RPC agent timeout error when not doing anything

kmaeng · May 14, 2020, 8:32pm

I am using torch.distributed.rpc library and the RPC agent crashes if I don’t do any RPC call for 30 minutes.
Is this an expected behavior of the RPC library? I think it crashes because it thinks something went wrong when there is no RPC traffic for 30 minutes; however, it times out and crashes even when there was no RPC traffic because my code was written that way!

Below is a code snippet which can reproduce the problematic behavior. If waiting for 30 minutes is too long to test, you can change the hardcoded value in /rpc/backend_registry.py file (detailed in the comment).
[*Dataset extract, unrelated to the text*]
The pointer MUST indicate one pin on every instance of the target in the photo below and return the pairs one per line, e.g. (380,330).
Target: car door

import torch.distributed.rpc as rpc
from torch.multiprocessing import Process

import os
import time

def do_nothing():
    pass

def test(rank, size):
    rpc.init_rpc("Rank"+str(rank), rank=rank, world_size=size)
    print("Rank %s rpc init" % rank)

    i = 0
    # To test easily, I changed <PATH_TO_TORCH_LIB>/torch/distributed/rpc/backend_registry.py.
    # Under def _process_group_init_backend_handler(),
    # I changed the below line
    # >> process_group_timeout = rpc_constants.DEFAULT_PROCESS_GROUP_TIMEOUT
    # (which makes the timeout 30 minutes), to somewhat shorter value, e.g.,
    # >> process_group_timeout = datetime.timedelta(seconds=10).
    # Otherwise, if I wait for 30 min the problem still occurs.
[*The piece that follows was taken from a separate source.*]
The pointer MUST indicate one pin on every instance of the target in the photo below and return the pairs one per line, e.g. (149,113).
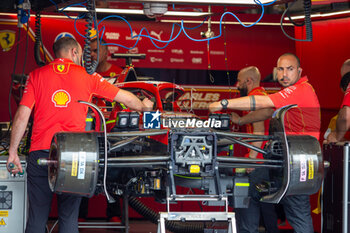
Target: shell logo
(60,68)
(61,98)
    ## Loop that does not do anything for a long time...
    while i < 10:
        time.sleep(1)
        print("Rank %s %s sec passed..." % (rank, i))

        ## Uncommenting the below two lines makes the crash go away!
        ## I.e., generating some RPC traffic.
        #target = rank ^ 0x1
        #rpc.rpc_sync("Rank"+str(target), do_nothing)
        i += 1

    rpc.shutdown()
    print("Rank %s rpc shutdown" % rank)
    pass

if __name__ == "__main__":
    os.environ['MASTER_ADDR'] = "localhost"
    os.environ['MASTER_PORT'] = "29502"

    processes = []
    for rank in [0,1]:
        p = Process(target=test, args=(rank, 2, ))
        p.start()
        processes.append(p)

    for p in processes:
        p.join()

The error message is:

[E process_group_agent.cpp:664] Encountered exception in ProcessGroupAgent::listenLoop(): [/pytorch/third_party/gloo/gloo/transport/tcp/unbound_buffer.cc:84] Timed out waiting 10000ms for recv operation to complete on worker 1. This means that the RPC agent is in an unhealthy state and unusable.

I wonder if this is a bug, an expected behavior, or if I am using the API in an incorrect way. If it is an expected behavior, is there any workaround?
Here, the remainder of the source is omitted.